When Kenny Shopsin reopened his eclectic diner as a tiny stall in the Essex Street Market after a hiatus, New Yorkers were glad to have him back, in whatever form. As New York Magazine describes him, “[He’s] plump, grouchy, and with his gray bouffant bursting out from beneath his Mets cap, looking a bit like a dyspeptic Shelley Winters.” And nothing much has changed. “Fuck!” he was recently heard yelling as the orders roll in. “I was getting used to not working — give me the ticket, asshole.”

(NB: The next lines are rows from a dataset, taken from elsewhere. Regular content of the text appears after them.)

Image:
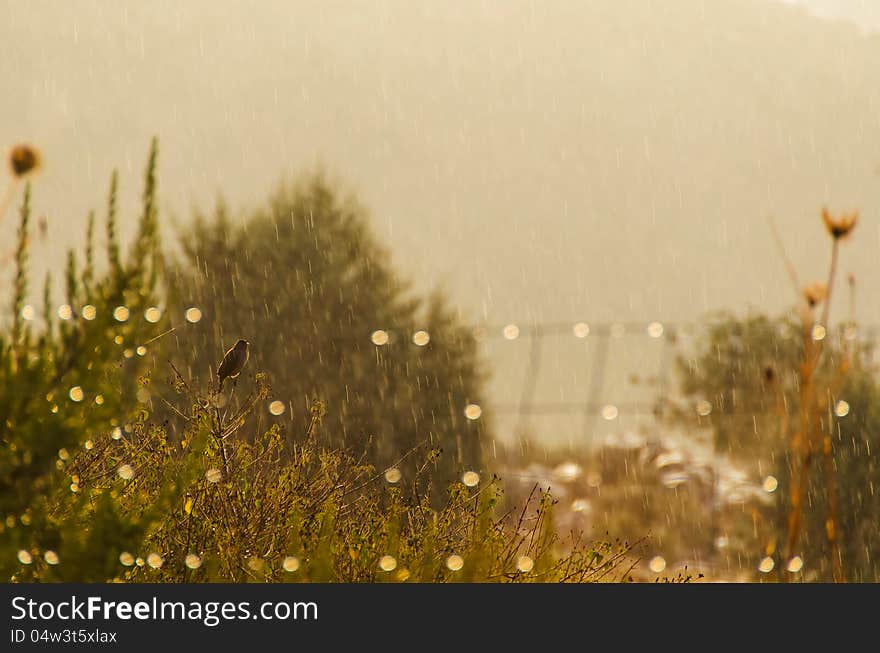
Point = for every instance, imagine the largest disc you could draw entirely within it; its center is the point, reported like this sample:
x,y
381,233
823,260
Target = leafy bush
x,y
113,468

Don’t get us wrong — this twenty-seat temple of sushi inside San Francisco’s Japantown mall is some of the best sushi in town, if not the country. Chef Noboru Inoue has been serving the freshest nigiri for some 33 years in this very spot, alongside his wife who makes their house-blended soy sauce. But there are rules, and this is not a place for hooting it up. There is no music playing in this dining room. If you sit at his counter, you will wait for him to signal that it’s time to order, and you should speak no sooner. And do not expect any plates — the fish will land right on the immaculate wood surface in front of you. Also, you do not add wasabi to your soy sauce, and you do not dip your nigiri rice-side-down. Flip it. Fish first. Or else you will be scolded.
It’s kind of hard to understand franchising the whole obnoxious-waiter thing, but that’s what Dick’s Last Resort has done. With twelve locations around the country, it’s hard to see all that uniform, obligatory rudeness as anything but bad dinner theater. But, alas, the place is pretty successful.
It’s said that the whole mutual verbal abuse thing at Wieners Circle dates to the early nineties when one of the proprietors called a customer an asshole for the first time. There’s a no-bullshit, actual racial tension to it all — the staff is largely black and the clientele is largely middle-class white — and that’s probably why people love it. Humor is only truly funny when it’s kind of dangerous, and real. Of course, it’s also just outright hostile and occasionally gets more heated than funny. Descriptions don’t really do it justice. Just watch the video again.